Example Morpheus pipeline using Triton Inference server and Morpheus.
Environment | Supported | Notes |
---|---|---|
Conda | ✔ | |
Morpheus Docker Container | ✔ | Requires launching Triton on the host |
Morpheus Release Container | ✔ | Requires launching Triton on the host |
Dev Container | ✔ | Requires using the dev-triton-start script. If using the run.py script this requires adding the --server_url=triton:8000 flag.
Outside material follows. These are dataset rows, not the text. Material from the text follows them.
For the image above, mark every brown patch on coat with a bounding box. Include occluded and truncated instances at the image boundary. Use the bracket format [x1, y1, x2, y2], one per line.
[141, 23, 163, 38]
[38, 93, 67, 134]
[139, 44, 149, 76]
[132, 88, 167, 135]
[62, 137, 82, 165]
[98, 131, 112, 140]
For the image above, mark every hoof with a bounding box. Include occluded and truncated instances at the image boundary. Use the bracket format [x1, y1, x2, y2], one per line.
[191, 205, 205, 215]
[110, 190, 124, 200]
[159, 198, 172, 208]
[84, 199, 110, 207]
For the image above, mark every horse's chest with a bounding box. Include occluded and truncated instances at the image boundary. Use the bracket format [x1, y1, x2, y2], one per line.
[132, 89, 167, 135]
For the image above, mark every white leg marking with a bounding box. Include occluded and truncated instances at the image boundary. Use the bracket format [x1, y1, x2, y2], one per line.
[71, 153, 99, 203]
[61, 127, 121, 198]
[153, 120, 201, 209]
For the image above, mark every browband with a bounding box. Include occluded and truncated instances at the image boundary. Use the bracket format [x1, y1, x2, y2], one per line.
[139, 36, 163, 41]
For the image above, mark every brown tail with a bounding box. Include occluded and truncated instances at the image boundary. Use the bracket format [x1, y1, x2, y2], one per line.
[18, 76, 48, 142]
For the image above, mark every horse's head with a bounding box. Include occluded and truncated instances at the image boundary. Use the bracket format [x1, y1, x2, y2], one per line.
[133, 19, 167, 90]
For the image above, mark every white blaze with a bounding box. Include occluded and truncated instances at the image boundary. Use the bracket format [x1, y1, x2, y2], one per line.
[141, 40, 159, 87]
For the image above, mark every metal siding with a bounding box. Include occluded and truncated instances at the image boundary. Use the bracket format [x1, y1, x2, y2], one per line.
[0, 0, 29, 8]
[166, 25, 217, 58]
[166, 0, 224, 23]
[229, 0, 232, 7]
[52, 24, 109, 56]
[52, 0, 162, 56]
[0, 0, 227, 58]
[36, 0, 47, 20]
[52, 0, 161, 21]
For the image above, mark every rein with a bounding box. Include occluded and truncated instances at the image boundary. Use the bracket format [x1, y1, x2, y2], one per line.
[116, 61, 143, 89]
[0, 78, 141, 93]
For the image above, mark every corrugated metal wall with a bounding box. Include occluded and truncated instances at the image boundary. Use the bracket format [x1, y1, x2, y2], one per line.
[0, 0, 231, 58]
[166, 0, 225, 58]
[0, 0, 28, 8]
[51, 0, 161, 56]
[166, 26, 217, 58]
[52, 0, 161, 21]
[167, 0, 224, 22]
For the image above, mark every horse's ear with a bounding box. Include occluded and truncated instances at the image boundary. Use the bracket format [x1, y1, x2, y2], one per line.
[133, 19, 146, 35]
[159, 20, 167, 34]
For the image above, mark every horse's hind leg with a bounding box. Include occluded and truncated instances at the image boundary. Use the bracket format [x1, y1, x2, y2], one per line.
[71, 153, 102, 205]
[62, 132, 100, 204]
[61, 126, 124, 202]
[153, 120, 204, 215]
If using the CLI example this requires replacing --server_url=localhost:8000 with --server_url=triton:8000 |
Pull the Morpheus Triton models Docker image from NGC.
Example:
docker pull nvcr.io/nvidia/morpheus/morpheus-tritonserver-models:25.02
From the Morpheus repo root directory, run the following to launch Triton and load the log-parsing-onnx
model:
docker run --rm -ti --gpus=all -p8000:8000 -p8001:8001 -p8002:8002 nvcr.io/nvidia/morpheus/morpheus-tritonserver-models:25.02 tritonserver --model-repository=/models/triton-model-repo --exit-on-error=false --model-control-mode=explicit --load-model log-parsing-onnx
Once Triton server finishes starting up, it will display the status of all loaded models. Successful deployment of the model will show the following:
+------------------+---------+--------+
| Model | Version | Status |
+------------------+---------+--------+
| log-parsing-onnx | 1 | READY |
+------------------+---------+--------+
Note: If this is not present in the output, check the Triton log for any error messages related to loading the model.
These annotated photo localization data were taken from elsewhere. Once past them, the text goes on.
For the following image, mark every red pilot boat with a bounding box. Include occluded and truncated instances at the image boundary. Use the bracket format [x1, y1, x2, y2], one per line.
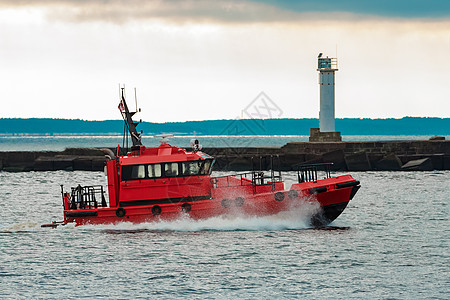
[42, 88, 360, 228]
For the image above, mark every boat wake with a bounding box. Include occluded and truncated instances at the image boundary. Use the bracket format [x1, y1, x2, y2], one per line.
[4, 200, 352, 233]
[77, 201, 322, 232]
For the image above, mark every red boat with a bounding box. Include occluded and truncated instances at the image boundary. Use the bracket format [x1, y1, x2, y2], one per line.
[42, 88, 360, 228]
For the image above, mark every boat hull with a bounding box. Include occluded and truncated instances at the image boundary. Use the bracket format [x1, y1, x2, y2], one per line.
[57, 176, 360, 228]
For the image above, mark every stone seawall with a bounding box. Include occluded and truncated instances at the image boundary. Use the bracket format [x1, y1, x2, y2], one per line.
[206, 140, 450, 171]
[0, 140, 449, 172]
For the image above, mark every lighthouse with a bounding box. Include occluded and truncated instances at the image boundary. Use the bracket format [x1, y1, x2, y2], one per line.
[309, 53, 342, 142]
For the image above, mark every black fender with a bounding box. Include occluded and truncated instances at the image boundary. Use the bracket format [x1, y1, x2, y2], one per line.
[288, 190, 299, 199]
[221, 199, 231, 208]
[274, 192, 285, 202]
[309, 186, 327, 194]
[181, 202, 191, 213]
[152, 205, 162, 216]
[116, 207, 126, 217]
[336, 181, 360, 189]
[234, 197, 244, 207]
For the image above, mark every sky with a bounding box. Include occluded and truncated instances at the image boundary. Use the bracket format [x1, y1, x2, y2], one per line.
[0, 0, 449, 122]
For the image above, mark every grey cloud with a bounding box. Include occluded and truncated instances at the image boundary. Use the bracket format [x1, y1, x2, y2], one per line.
[0, 0, 301, 24]
[0, 0, 448, 24]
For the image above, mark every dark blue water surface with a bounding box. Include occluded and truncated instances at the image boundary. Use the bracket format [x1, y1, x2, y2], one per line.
[1, 134, 448, 151]
[0, 170, 448, 299]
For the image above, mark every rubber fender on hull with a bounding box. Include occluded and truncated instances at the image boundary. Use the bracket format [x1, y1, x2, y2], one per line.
[152, 205, 162, 216]
[274, 192, 285, 202]
[234, 197, 244, 207]
[309, 186, 327, 194]
[336, 181, 360, 189]
[288, 190, 298, 199]
[181, 202, 191, 213]
[221, 199, 231, 208]
[116, 207, 126, 217]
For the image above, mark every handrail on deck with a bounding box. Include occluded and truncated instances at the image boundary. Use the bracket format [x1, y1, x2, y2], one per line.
[211, 170, 282, 194]
[69, 185, 107, 209]
[295, 163, 333, 183]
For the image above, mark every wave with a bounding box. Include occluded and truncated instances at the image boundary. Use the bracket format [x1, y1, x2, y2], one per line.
[78, 203, 320, 232]
[2, 200, 321, 233]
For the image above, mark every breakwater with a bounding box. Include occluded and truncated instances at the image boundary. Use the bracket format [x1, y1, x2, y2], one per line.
[0, 139, 449, 172]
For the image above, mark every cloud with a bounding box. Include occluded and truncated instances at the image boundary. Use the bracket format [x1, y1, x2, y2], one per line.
[1, 0, 449, 24]
[0, 0, 290, 24]
[1, 0, 449, 120]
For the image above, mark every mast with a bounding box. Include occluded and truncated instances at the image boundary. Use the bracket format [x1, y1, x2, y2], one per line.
[118, 87, 142, 146]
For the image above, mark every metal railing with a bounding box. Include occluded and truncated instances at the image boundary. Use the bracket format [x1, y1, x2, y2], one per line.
[296, 163, 333, 183]
[211, 170, 282, 194]
[210, 155, 282, 194]
[69, 185, 107, 209]
[318, 57, 338, 70]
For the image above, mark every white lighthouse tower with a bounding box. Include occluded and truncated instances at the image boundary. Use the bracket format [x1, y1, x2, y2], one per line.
[318, 54, 337, 132]
[309, 53, 342, 142]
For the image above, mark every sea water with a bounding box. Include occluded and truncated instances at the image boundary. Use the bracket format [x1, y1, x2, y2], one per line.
[1, 134, 448, 151]
[0, 170, 448, 299]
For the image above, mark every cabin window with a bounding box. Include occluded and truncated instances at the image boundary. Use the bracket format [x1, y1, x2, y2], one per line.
[199, 159, 213, 175]
[121, 164, 145, 181]
[164, 162, 179, 177]
[121, 165, 132, 181]
[148, 164, 162, 178]
[182, 161, 200, 176]
[135, 165, 145, 179]
[180, 159, 213, 176]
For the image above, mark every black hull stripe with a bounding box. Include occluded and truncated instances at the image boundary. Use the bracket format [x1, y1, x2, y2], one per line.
[336, 181, 360, 189]
[309, 186, 327, 194]
[66, 211, 98, 217]
[119, 195, 211, 207]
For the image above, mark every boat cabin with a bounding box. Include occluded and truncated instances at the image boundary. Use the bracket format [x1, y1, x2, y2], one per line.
[105, 144, 214, 208]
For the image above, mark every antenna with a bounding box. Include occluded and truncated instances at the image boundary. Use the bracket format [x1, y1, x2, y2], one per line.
[134, 87, 138, 112]
[118, 84, 142, 147]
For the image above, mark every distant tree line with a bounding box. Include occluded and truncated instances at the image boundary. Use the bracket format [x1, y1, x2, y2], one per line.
[0, 117, 449, 136]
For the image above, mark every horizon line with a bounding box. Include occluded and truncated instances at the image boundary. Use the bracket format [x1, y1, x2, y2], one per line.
[1, 116, 449, 123]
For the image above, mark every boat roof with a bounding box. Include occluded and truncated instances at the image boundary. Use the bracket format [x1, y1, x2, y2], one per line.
[119, 144, 213, 165]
Run the following from the root of the Morpheus repo to start the log parsing pipeline:
python examples/log_parsing/run.py \
--input_file=./examples/data/log-parsing-validation-data-input.csv \
--model_vocab_hash_file=data/bert-base-cased-hash.txt \
--model_vocab_file=data/bert-base-cased-vocab.txt \
--model_name log-parsing-onnx \
--model_config_file=./examples/data/log-parsing-config-20220418.json
Use --help
to display information about the command line options:
python run.py --help
Options:
--num_threads INTEGER RANGE Number of internal pipeline threads to use
[x>=1]
--pipeline_batch_size INTEGER RANGE
Internal batch size for the pipeline. Can be
much larger than the model batch size. Also
used for Kafka consumers [x>=1]
--model_max_batch_size INTEGER RANGE
Max batch size to use for the model [x>=1]
--input_file PATH Input filepath [required]
--output_file TEXT The path to the file where the inference
output will be saved.
--model_vocab_hash_file FILE Model vocab hash file to use for pre-
processing [required]
--model_vocab_file FILE Model vocab file to use for post-processing
[required]
--model_seq_length INTEGER RANGE
Sequence length to use for the model [x>=1]
--model_name TEXT The name of the model that is deployed on
Triton server [required]
--model_config_file TEXT Model config file [required]
--server_url TEXT Tritonserver url [required]
--help Show this message and exit.
The above example is illustrative of using the Python API to build a custom Morpheus pipeline. Alternately, the Morpheus command line could have been used to accomplish the same goal. To do this we must ensure the examples/log_parsing
directory is available in the PYTHONPATH
and each of the custom stages are registered as plugins.
From the root of the Morpheus repo, run:
PYTHONPATH="examples/log_parsing" \
morpheus --log_level INFO \
--plugin "inference" \
--plugin "postprocessing" \
run --pipeline_batch_size 1024 --model_max_batch_size 32 \
pipeline-nlp \
from-file --filename ./models/datasets/validation-data/log-parsing-validation-data-input.csv \
deserialize \
preprocess --vocab_hash_file data/bert-base-cased-hash.txt --stride 64 --column=raw \
monitor --description "Preprocessing rate" \
inf-logparsing --model_name log-parsing-onnx --server_url localhost:8001 --force_convert_inputs=True \
monitor --description "Inference rate" --unit inf \
log-postprocess --vocab_path ./models/training-tuning-scripts/sid-models/resources/bert-base-cased-vocab.txt \
--model_config_path=./models/log-parsing-models/log-parsing-config-20220418.json \
to-file --filename .tmp/output/log-parsing-cli-output.jsonlines --overwrite \
monitor --description "Postprocessing rate"